Government does not believe it can wait until the healthcare system is improved before implementing national health insurance, Health Minister Aaron Motsoaledi has said.
The minister was speaking at a briefing at Tuynhuys, Parliament, where the report of the outcomes of the presidential health summit, held late last year, was released.
During his address on Tuesday, Motsoaledi said government would be taking significant steps towards implementing universal healthcare.
Last week, president Cyril Ramaphosa said that the National Health Insurance Bill would be tabled before Parliament this year.
NHI will ensure that South Africans can receive free health services at the point of care at both public and private quality-accredited healthcare service providers, Motsoaledi said.
NHI is a proposed state-run health financing system that aims to pool funds to provide access to quality health services for all South Africans regardless of their economic status.
Mostoaledi commented that most of the criticism of NHI is that people are calling for the current healthcare crisis to be addressed before NHI should be implemented.
'A lifelong thing'
"[There are] many people who are worried, or believe we are not ready, and believe we must improve public healthcare first before implementing NHI… We reject that view in totality," Mostoaledi said.
"At no stage of any nation would anyone stand up and say the public healthcare system has finally been adequately improved. It is a lifelong thing. Even in advanced economies, no one can say they have successfully improved the healthcare system and now we will move onto the next step."

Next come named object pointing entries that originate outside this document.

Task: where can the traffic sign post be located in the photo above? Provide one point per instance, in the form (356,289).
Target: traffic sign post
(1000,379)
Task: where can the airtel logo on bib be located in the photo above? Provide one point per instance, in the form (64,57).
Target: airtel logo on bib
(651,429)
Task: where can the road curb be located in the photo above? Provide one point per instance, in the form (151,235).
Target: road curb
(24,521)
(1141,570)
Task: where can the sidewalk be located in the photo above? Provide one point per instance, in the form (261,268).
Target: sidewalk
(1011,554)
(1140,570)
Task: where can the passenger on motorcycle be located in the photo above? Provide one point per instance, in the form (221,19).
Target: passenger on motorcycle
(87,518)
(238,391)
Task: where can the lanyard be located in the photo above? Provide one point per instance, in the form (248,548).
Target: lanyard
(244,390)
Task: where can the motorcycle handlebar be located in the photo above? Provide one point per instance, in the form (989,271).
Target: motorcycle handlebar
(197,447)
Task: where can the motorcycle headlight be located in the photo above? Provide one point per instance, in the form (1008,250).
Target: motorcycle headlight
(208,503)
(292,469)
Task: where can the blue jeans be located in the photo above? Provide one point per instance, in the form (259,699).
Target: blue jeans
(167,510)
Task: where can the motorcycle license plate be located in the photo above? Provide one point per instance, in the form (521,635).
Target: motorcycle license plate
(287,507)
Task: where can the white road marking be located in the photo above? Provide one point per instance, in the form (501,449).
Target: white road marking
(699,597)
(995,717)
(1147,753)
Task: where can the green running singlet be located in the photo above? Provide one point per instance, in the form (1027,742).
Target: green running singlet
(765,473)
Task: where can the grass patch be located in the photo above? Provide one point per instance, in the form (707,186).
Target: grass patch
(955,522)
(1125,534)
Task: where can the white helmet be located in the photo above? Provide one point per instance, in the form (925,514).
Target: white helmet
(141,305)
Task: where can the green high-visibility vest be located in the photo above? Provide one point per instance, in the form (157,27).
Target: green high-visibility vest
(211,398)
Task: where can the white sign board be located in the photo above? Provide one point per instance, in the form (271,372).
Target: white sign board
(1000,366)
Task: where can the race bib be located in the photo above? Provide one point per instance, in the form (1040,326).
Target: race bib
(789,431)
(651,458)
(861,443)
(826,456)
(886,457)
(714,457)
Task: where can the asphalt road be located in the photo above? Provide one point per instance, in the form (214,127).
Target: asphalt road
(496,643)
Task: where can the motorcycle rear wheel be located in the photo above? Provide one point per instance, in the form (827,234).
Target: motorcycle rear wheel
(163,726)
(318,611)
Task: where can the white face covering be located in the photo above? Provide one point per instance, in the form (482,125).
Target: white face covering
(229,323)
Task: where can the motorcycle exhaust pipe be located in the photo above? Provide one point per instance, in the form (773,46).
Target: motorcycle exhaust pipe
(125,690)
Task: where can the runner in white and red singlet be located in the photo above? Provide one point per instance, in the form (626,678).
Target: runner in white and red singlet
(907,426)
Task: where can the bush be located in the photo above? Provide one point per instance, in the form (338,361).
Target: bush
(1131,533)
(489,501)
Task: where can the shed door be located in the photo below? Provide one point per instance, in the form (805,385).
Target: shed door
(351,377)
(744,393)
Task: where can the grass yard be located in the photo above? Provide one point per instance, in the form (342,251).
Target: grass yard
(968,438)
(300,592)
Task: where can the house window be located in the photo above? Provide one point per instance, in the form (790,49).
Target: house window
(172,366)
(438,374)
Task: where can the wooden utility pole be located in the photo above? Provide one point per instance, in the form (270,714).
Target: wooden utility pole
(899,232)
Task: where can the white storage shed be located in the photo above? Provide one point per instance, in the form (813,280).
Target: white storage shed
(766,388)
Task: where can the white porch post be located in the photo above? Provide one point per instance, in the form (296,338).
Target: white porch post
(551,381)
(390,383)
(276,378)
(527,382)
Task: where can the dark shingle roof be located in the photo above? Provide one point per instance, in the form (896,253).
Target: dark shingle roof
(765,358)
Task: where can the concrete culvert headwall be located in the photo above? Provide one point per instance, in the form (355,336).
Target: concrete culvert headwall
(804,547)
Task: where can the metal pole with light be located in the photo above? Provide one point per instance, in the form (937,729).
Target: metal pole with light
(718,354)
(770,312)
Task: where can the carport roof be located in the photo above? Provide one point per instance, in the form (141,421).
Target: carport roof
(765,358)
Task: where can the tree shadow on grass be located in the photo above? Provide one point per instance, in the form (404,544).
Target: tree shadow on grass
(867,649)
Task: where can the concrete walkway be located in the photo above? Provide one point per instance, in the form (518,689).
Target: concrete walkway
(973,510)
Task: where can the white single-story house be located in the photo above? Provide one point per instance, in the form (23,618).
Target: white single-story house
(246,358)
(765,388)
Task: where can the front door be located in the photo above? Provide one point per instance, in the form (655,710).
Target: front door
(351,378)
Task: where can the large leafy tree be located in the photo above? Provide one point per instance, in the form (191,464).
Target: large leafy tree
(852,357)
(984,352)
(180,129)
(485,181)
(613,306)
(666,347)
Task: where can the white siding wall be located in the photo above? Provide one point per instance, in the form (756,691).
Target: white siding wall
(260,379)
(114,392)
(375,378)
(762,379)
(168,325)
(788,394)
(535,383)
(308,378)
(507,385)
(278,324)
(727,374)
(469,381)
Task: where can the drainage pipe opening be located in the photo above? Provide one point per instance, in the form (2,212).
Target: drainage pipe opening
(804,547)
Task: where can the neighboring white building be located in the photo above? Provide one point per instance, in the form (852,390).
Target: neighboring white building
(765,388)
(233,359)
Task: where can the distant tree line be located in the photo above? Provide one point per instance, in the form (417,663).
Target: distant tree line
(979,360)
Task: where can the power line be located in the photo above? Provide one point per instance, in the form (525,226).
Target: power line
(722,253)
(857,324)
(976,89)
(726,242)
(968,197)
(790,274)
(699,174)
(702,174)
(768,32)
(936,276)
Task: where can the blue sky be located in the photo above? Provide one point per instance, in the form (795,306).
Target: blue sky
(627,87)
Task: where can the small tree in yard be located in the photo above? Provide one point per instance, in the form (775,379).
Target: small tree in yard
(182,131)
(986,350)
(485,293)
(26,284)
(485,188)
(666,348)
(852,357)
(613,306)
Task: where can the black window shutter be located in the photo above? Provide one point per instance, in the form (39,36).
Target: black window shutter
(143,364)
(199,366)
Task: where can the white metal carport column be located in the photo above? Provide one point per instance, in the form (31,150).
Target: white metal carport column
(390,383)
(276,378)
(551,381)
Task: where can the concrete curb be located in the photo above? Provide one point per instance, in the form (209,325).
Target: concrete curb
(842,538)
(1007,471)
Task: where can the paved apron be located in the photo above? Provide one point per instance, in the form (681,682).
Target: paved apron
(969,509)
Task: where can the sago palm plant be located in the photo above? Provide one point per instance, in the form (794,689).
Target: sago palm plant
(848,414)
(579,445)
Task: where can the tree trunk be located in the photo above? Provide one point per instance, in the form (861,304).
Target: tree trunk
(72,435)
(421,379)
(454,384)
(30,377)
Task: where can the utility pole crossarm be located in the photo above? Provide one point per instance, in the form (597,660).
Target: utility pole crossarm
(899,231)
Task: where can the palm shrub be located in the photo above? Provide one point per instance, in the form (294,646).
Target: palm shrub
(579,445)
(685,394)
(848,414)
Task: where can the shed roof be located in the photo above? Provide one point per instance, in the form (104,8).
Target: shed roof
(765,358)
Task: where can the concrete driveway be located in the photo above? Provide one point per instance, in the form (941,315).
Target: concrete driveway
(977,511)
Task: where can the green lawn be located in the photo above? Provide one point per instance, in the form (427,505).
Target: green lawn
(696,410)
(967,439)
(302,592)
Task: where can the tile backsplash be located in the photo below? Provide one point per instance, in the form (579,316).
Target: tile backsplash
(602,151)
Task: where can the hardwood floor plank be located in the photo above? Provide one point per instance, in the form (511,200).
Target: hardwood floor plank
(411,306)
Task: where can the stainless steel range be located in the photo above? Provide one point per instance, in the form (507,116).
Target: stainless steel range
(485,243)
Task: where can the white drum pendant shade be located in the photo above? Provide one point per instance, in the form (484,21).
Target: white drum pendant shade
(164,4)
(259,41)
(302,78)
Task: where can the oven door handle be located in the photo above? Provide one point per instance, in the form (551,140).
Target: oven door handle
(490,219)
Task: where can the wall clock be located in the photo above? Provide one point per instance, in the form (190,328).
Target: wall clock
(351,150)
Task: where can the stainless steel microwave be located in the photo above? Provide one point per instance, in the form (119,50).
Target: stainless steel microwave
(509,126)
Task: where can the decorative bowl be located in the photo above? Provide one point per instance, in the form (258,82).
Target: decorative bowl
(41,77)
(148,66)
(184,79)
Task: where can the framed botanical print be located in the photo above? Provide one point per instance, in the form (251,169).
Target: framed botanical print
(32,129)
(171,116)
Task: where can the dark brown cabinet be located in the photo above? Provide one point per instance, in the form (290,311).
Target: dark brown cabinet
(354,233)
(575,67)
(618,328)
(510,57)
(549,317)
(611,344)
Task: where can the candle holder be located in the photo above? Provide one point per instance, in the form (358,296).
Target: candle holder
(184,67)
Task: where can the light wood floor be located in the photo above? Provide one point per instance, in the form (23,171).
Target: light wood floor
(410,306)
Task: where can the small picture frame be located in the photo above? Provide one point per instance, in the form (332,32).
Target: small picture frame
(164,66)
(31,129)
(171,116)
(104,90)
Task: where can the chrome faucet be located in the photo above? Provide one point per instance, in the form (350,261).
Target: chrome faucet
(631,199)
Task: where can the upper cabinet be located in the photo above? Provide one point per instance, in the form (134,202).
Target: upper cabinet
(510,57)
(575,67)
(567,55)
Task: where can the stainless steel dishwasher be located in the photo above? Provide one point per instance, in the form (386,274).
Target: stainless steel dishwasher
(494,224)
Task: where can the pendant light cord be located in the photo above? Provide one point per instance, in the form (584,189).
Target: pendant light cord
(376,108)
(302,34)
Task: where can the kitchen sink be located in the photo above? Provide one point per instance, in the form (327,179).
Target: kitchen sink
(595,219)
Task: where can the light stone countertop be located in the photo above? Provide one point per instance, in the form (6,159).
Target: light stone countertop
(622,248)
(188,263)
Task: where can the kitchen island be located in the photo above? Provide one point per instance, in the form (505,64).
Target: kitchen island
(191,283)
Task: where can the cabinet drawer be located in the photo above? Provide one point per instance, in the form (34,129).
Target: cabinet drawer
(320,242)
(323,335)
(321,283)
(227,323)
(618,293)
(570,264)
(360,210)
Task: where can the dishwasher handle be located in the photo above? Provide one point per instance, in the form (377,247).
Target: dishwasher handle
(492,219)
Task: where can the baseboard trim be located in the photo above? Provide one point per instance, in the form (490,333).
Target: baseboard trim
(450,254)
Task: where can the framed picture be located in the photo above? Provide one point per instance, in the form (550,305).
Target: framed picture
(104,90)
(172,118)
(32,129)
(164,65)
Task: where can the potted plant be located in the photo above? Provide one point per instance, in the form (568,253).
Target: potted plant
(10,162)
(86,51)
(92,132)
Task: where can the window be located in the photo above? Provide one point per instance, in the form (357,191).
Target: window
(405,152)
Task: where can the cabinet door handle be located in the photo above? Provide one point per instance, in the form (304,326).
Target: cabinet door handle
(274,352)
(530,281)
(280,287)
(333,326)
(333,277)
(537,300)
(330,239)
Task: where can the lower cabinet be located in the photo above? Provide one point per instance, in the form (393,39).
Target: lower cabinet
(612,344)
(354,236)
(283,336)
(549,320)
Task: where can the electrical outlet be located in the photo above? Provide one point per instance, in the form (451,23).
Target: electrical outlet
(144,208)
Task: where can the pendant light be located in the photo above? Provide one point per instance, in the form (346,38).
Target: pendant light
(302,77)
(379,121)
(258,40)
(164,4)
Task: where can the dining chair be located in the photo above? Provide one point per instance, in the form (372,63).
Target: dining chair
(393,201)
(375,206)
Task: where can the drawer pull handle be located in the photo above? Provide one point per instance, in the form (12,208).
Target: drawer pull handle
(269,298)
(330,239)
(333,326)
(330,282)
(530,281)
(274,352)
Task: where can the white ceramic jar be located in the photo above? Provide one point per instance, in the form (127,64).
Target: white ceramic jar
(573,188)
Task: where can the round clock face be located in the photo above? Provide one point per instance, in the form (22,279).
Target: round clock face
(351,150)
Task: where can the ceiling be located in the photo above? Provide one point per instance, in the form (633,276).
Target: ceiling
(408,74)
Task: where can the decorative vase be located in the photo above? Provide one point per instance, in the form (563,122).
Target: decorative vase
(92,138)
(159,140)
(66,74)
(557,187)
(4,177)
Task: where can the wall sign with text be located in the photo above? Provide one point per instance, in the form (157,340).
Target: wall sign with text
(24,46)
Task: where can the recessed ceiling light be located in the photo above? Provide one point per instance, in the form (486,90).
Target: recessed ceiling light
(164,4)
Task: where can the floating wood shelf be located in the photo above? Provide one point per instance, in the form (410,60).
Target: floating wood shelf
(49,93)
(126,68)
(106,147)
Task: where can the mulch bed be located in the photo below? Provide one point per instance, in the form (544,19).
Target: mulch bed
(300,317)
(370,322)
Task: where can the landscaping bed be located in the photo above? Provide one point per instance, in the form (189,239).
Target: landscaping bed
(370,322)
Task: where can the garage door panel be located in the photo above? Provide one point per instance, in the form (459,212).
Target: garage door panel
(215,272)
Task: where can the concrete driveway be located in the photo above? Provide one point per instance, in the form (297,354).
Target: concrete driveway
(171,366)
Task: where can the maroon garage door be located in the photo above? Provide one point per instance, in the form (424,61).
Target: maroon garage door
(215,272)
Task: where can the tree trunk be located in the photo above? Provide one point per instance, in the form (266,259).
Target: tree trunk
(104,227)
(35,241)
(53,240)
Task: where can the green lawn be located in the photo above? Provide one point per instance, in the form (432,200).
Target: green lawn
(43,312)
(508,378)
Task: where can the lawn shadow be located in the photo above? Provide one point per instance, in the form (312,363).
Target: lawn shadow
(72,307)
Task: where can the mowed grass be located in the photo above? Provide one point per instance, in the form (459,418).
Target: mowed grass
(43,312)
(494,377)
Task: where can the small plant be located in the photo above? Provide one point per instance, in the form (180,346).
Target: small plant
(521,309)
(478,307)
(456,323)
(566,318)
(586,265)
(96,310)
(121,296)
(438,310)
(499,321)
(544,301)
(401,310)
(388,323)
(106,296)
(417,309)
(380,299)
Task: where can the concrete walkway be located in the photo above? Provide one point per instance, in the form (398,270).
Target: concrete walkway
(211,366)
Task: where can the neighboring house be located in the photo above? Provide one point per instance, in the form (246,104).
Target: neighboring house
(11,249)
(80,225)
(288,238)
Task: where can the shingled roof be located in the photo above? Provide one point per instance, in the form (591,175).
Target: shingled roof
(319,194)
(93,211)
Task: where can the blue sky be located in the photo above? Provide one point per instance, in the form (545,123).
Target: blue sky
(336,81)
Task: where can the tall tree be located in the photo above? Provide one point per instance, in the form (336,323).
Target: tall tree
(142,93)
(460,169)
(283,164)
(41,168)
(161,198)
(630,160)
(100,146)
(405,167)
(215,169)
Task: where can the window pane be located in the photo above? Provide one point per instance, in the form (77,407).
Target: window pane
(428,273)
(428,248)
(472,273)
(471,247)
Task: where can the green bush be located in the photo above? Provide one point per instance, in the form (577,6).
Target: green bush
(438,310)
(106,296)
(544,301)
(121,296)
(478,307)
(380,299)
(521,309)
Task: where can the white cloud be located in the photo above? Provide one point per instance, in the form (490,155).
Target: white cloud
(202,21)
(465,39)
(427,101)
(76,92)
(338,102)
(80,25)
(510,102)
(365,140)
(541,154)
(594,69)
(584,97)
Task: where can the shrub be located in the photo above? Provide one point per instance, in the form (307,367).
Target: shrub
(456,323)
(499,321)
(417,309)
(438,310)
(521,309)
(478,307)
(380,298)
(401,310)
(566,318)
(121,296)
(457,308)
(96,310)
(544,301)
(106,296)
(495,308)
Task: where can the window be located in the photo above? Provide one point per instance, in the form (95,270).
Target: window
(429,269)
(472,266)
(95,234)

Mostoaledi referred to the UK, which implemented universal healthcare 70 years ago, a few years after the war. "At the time, the healthcare system did not exist. Britain was battered by the Second World War. I was informed that Britain was on the brink of bankruptcy when they introduced universal healthcare," he said.
"Even up until today, they (Britain) are still improving the healthcare system."
Motsoaledi said that Britain had not stopped improving its healthcare system over the past 70 years.
He also used SA as an example, referring to when government started rolling out anti-retroviral treatment for HIV infected patients. If government had to wait for the healthcare system to be more stable before doing that, then it would have collapsed by the sheer amount of people who would have become ill due to a lack of treatment, he argued.
Motsoaledi said that government would continue to solve problems as they occurred, and do he same with NHI.